Ray Bradbury: Fahrenheit 451
May. 19th, 2013 12:15 am
It's not books you need, it's some of the things that were once in books. The same things could be in the 'parlour families' today. The same infinite detail and awareness could be projected through the radios and televisors, but are not. No, no, it's not books at all you're looking for! Take it where you can find it, in old phonograph records, old motion pictures, and in old friends; look for it in nature and look for it in yourself. Books were only one type of receptacle where we stored a lot of things we were afraid we might forget. There is nothing magical in them, at all. The magic is only in what books say, how they stitched the patches of the universe together into one garment for us.
(Faber, page 78)
Faber is speaking as someone who was educated in the past, but his words fit in with how Clarissa's living--she doesn't have the same philosophical bent or education, but she's living what Faber's speaking about. "Infinite detail and awareness", except expressed in life instead of words.
I'd heard Fahrenheit 451 being described over and over again about the perils of modern society and the dangers of not reading. And truthfully, the book does deal with burning books and firemen whose roles are twisted versions of their original purpose, but perhaps that's because Bradbury was writing in 1951 and books were a/the major way of consolidating information. And there's no resurrection of a burned book. A ripped book, maybe. A water-soaked book, maybe. Once fire gets through a book, it's gone. But the idea of the novel is much broader than books.
The other interesting point that Bradbury seems to make is that it's not a top-down movement, not really. Unlike similar novels like 1984, it's not the government. It might have been the government or a higher power, once, but now the compulsion to destroy books and bury oneself in the blunting influence of TV is from the people themselves. The fire department will show up at your house if you have books, but the firefighters aren't being forced to do it; they feel it's right to do so. Through Faber, Bradbury criticizes the pursuit of happiness at the expense of everything else like critical thinking, though he notes elsewhere that people aren't really happy, either. The protagonist's wife, despite her 24/7 immersion in her virtual Family and other content, seems to be deeply unhappy in a way she isn't even aware of (it's ambiguous whether or not she tried to commit suicide.)
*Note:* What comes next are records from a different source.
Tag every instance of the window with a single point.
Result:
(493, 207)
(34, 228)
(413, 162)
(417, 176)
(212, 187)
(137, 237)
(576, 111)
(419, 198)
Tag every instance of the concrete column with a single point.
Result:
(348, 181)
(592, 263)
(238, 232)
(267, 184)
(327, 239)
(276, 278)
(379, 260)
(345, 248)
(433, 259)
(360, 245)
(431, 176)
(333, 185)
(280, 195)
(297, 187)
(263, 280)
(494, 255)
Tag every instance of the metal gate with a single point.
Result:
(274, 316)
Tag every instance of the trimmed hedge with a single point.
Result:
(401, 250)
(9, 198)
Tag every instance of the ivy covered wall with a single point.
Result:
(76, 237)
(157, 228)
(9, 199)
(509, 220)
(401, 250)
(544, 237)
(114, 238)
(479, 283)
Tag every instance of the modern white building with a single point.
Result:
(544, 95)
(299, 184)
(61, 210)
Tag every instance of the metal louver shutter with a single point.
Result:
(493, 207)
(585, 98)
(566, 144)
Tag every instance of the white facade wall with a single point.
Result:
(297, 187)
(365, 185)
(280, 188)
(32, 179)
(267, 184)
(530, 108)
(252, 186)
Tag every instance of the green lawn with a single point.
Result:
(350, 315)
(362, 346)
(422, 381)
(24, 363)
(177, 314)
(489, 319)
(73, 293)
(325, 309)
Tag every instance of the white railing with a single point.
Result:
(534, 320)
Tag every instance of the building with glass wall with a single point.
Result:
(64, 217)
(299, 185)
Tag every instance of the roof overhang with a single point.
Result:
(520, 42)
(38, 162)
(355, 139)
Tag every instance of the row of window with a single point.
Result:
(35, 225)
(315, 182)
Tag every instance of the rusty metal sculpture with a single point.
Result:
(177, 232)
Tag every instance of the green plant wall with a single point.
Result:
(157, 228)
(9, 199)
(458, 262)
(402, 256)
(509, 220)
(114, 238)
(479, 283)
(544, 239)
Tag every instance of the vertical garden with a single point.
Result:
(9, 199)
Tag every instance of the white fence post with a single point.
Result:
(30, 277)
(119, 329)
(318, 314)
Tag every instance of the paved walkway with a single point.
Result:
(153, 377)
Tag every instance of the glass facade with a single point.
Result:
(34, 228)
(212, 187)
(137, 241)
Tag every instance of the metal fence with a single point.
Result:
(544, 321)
I'm pretty sure I could go on for a long time dissecting this novel (what about the chief fireman? The woman who chose to burn with her books? etc) but I'm sure lots of more eloquent people have done this already, and I've spilled enough ink myself!
Fahrenheit 451's a very short book; I liked it, but I do think he's more used to writing short stories. Bradbury's writing is unexpectedly lyrical and abstract, I suppose, with a lot of metaphors and similes that took awhile to get used to, but it left me distanced from some of the action, which was really effective. I make it sound like a very anvilicious novel, but I've heard so much about it that I'm incapable of actually judging anymore. Despite this, I'd still recommend the book--if for nothing more than to understand what all the references are invoking. (And he quotes "Dover Beach"! One of my favourite poems, so it's got my vote.)